To summarise: for skew lines $L_1$ and $L_2$ with direction vectors $\vv_1$ and $\vv_2$, we have \[ \dist(L_1,L_2)=\frac{|\vec{AB}\cdot \nn|}{\|\nn\|}\] where $\nn=\vv_1\times\vv_2$ and $A$ and $B$ are points with one in $L_1$ and the other in $L_2$.

Remark

What about the distance between lines which are not skew? This means that either they are non-parallel and they intersect (so that the distance between them will be zero), or they are parallel lines.

• The same method and formula work if $L_1$ and $L_2$ are non-parallel lines which intersect, and you get $\dist(L_1,L_2)=0$ in this case. The reason is that in this case $L_1$ and $L_2$ will lie in one plane, $\Pi$, and $\vec{AB}$ will also be in $\Pi$, and $\vec n$ will be orthogonal to $\Pi$. So $\frac{\vec{AB}\cdot \vec n}{\|\vec n\|}=\frac{0}{\|\vec n\|}=0=\dist(L_1,L_2)$.
• If $L_1$ and $L_2$ are parallel lines (i.e., if the vectors $\vec v_1$ and $\vec v_2$ along the lines are in the same direction), then $\vv_1\times \vv_2=0$ which isn't helpful, so this method won't work here. In this case, observe that $\dist(L_1,L_2)=\dist(A,L_2)$ where $A$ is any point in $L_1$ (because the lines are parallel), so you can use one of the formulae above for the distance from a point to a line.

Example

Consider the skew lines \begin{align*} x&=1+t_1\\L_1:\quad y&=2t_1\qquad (t_1\in \mathbb{R})\\z&=1+3t_1 \end{align*} and \[ L_2:\c xyz=\c 321+t_2\c1{-1}1,\quad t_2\in\mathbb{R}.\]

Note that we can rewrite the equation of $L_1$ in “vector form”, which is easier to digest: \[ L_1:\c xyz=\c 101+t_1\c123,\quad t_1\in\mathbb{R}\] The direction vectors are $\c123$ and $\c1{-1}1$, so we take $\nn$ to be their cross product: \[ \nn=\c123\times\c1{-1}1=\begin{vmatrix}\vec\imath&\vec\jmath&\vec k\\1&2&3\\1&-1&1\end{vmatrix}=\c52{-3}\] and if $A=(1,0,1)$ and $B=(3,2,1)$ then $A$ and $B$ are points with one in $L_1$ and the other in $L_2$, and $\vec{AB}=\c 220$. Hence \[\dist(L_1,L_2)=\frac{|\vec{AB}\cdot \nn|}{\|\nn\|}=\frac{2(5)+2(2)+0(-3)}{\sqrt{5^2+2^2+3^2}} = \frac{14}{\sqrt{38}}.\]
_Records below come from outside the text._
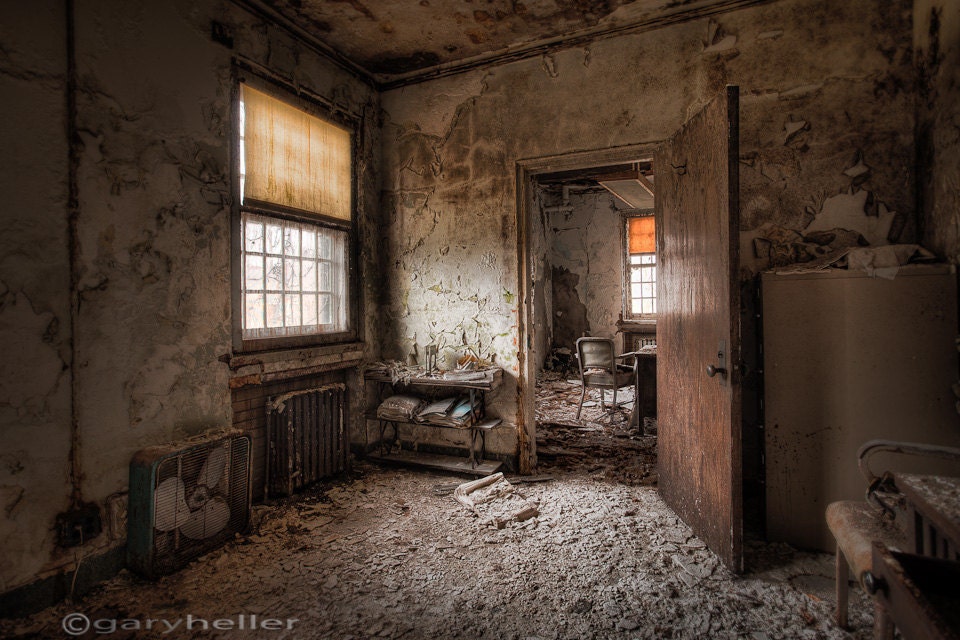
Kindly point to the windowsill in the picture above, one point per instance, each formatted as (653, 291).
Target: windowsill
(282, 364)
(637, 324)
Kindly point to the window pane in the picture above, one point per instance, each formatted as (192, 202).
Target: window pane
(274, 239)
(274, 274)
(291, 275)
(253, 272)
(291, 240)
(292, 310)
(309, 309)
(309, 244)
(323, 246)
(280, 289)
(309, 276)
(325, 315)
(323, 275)
(274, 310)
(253, 236)
(254, 310)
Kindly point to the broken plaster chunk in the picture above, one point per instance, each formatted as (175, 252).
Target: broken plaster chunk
(800, 92)
(792, 127)
(847, 211)
(859, 171)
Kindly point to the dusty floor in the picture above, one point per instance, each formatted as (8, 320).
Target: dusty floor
(389, 553)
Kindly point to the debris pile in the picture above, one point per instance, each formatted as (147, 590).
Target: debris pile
(495, 501)
(381, 554)
(604, 444)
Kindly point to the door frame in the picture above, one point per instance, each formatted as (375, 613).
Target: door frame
(527, 369)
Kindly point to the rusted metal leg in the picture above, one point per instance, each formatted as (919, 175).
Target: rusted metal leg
(882, 624)
(843, 588)
(473, 447)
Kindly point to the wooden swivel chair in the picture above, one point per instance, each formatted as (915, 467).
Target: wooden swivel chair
(599, 369)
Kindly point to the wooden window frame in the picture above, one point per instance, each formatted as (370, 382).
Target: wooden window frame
(262, 80)
(627, 286)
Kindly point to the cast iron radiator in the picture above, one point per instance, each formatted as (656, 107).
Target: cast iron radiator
(307, 438)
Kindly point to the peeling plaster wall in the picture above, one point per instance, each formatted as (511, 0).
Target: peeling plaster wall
(451, 144)
(587, 243)
(34, 285)
(937, 57)
(153, 242)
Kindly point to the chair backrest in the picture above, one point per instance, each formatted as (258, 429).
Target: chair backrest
(595, 353)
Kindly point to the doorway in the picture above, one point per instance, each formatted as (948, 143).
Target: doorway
(598, 279)
(572, 233)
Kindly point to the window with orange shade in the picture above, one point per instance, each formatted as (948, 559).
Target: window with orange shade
(641, 267)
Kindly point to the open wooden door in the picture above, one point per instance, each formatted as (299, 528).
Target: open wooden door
(698, 327)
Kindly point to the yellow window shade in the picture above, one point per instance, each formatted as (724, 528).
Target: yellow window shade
(294, 159)
(642, 235)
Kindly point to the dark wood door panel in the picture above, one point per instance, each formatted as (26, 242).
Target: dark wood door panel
(699, 418)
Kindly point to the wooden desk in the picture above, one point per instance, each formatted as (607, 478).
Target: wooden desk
(646, 359)
(933, 514)
(479, 382)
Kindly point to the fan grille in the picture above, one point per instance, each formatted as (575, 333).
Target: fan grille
(201, 501)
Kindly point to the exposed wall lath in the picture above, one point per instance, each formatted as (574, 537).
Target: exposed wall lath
(306, 437)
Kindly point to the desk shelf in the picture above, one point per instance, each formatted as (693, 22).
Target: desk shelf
(469, 383)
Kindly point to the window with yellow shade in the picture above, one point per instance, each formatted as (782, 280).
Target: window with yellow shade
(641, 267)
(296, 223)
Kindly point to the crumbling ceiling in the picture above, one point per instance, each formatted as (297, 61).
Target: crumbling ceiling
(394, 42)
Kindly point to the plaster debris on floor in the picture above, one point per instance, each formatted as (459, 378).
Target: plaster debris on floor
(601, 441)
(390, 553)
(380, 554)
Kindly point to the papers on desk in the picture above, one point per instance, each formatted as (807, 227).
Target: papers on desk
(450, 412)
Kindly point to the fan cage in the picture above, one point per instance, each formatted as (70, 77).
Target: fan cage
(172, 549)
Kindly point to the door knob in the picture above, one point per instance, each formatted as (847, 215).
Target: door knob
(712, 370)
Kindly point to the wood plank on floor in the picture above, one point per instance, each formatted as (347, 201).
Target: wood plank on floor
(438, 462)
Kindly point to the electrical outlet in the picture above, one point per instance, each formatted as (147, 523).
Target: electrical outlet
(79, 525)
(117, 516)
(221, 33)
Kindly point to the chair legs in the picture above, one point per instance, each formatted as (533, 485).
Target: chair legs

Distance between lines in $\mathbb{R}^3$ in general

The formula $\dist(L_1,L_2)=\frac{|\vec{AB}\cdot \nn|}{\|\nn\|}$ where $\nn=\vec v_1\times \vec v_2$ works for

• skew lines (not parallel, not intersecting), as we saw above,
• and actually: any non-parallel lines $L_1$, $L_2$. We can see this by noticing that if the lines above intersect, then $L_1$ lies in $\Pi$, so the formula gives $\dist(L_1,L_2)=\dist(B,\Pi)=0$ which is the correct answer.

What about parallel lines?

• The formula can't work because we'd have $\vec v_1=\vec v_2$ so $\vec n=\vec v_1\times \vec v_2=\vec 0$
• Instead: observe that when $L_1$ and $L_2$ are parallel, we have $\dist(L_1,L_2)=\dist(A,L_2)$ for any point $A$ in $L_1$
• So we can use one of of the point-to-line distance formulae we saw earlier.